According to recently released data by Statistics Canada on our adult criminal justice system, approximately 30% of charges laid by the police in 2006-2007 were either withdrawn by the Crown or dismissed or stayed by the courts.
Why is this happening? What role does race play? If a disproportionate number of these cases involve racialized individuals, then it would provide additional evidence of the scope of racial profiling. There is already some evidence that this is the case. In their 2008 series, Crime and Punishment, the Toronto Star uncovered data that reveals that racialized individuals are 53 percent more likely than Whites to be not convicted. No conviction is defined as (i) an acquittal; (ii) a withdrawal or stay of charges; and, (iii) a finding of guilt with a discharge on sentencing. See Rankin and Powell, "Is Justice System Blind to Colour" Toronto Star (21 July 2008).
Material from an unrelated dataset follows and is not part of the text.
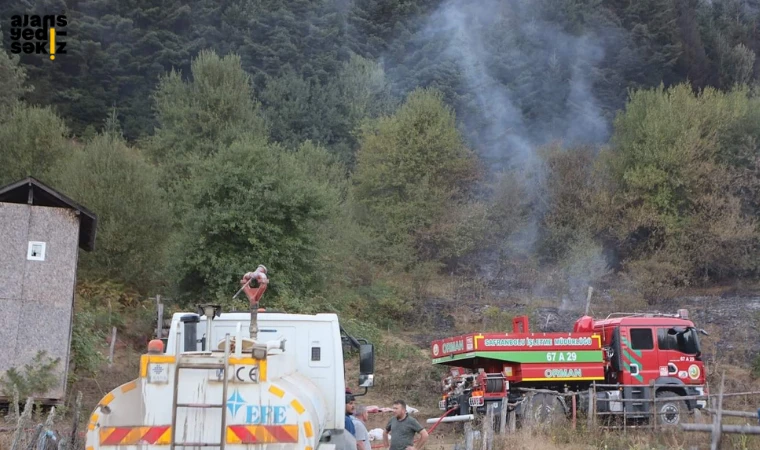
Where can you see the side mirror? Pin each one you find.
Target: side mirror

One remedy is to have Crown Attorneys screen arrests before charges are laid. This is the current practice in British Columbia, Quebec and New Brunswick. See the discussion in McGoey, "The 'Good' Criminal Law Barrister: A Crown Perspective" (2004). In New Brunswick, only 16% of the cases were withdrawn or stayed as compared to 40% in Ontario where there is no pre-charge screening. While Ontario and other provinces have mandatory post-charge screening, the concern is the delay in review and timing of withdrawal.